Keine wissenschaftliche Literatur findet sich zu anderen von Soiloptix gelieferten Parametern, zum Beispiel zu Nitrat-Stickstoff. Dieser ist für die Optimierung der Stickstoffdüngung interessant. Von Agroscope und Innovagri gesammelte Erfahrungen mit Soiloptix im Versuch hinterliessen hier ein grosses Fragezeichen. Der von Soiloptix ausgegebene Nitrat-Stickstoff entsprach stets einem fixen Prozentsatz des Gesamtstickstoffs. Diese scheinbare «Kopplung» entsprach weder der Realität in den untersuchten Feldern, noch scheint dies generell für gedüngte Böden eine gute Näherung darzustellen. Schliesslich ist der mineralische Stickstoff ziemlich dynamisch durch Düngung, Pflanzenaufnahme, mikrobielle Freisetzung und Immobilisierung sowie Verluste bestimmt. Der Gesamtstickstoff im Boden ist jedoch eine vergleichsweise konstante Grösse.
Fragwürdige Parameter beiseite, wird für die Schätzung der organischen Substanz und des Tongehaltes eine gute Anwendbarkeit erwartet, zum Beispiel zur Bestimmung von Teilflächen für die teilflächenspezifische Saat und Düngung. Die entstandenen Hypothesen werden in Folgeversuchen weiter untersucht. Geplant ist eine Messkampagne im Herbst 2022.
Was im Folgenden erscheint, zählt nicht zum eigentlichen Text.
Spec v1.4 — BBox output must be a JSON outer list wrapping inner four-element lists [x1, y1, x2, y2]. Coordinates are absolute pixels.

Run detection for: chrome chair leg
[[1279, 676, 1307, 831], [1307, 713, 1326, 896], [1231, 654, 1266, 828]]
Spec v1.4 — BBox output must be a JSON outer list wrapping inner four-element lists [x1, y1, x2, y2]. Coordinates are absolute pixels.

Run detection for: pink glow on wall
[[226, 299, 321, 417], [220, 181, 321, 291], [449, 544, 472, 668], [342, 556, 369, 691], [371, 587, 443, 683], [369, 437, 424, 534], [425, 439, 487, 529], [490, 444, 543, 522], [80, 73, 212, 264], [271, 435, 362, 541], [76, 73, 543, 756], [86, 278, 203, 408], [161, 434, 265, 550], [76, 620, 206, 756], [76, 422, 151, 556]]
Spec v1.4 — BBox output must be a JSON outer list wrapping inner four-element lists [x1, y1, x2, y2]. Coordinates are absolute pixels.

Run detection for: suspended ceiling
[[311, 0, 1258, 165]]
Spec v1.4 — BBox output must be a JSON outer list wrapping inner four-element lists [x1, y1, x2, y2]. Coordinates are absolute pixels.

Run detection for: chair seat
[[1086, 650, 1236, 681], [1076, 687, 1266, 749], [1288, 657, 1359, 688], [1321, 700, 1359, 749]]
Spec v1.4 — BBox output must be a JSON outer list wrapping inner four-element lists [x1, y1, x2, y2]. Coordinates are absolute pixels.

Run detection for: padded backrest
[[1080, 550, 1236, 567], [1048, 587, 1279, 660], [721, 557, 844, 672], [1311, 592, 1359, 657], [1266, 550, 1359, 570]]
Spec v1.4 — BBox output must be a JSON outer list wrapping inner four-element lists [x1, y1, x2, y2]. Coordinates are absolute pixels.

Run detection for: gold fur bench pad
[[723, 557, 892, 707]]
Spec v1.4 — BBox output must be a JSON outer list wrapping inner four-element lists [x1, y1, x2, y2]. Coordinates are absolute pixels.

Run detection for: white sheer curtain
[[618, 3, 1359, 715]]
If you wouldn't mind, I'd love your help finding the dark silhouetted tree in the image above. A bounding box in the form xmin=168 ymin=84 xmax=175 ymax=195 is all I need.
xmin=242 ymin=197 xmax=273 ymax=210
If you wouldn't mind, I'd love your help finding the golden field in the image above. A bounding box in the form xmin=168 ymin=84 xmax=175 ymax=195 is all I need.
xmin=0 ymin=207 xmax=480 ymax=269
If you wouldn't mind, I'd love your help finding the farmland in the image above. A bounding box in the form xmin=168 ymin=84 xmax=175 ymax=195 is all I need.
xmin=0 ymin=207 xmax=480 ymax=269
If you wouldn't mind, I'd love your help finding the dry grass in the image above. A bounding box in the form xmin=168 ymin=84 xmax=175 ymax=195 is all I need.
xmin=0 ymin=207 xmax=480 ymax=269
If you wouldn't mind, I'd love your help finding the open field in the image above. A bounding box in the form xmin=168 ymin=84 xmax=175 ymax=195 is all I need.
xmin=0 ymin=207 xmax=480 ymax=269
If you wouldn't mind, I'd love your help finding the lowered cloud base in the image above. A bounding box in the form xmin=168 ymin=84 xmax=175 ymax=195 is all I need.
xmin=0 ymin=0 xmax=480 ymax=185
Soiloptix als Landor-Service
Für das Jahr 2022 baut Landor in Zusammenarbeit mit Innovagri ein Bodenprobefahrzeug mit hydraulischem Bodenprobenstecher und einem Soiloptix-Sensor. Damit will Landor in einem Pilotprojekt prüfen, ob sich die ÖLN-Bodenprobe mit einer räumlich hochaufgelösten Kartierung der Bodeneigenschaften ergänzen lässt.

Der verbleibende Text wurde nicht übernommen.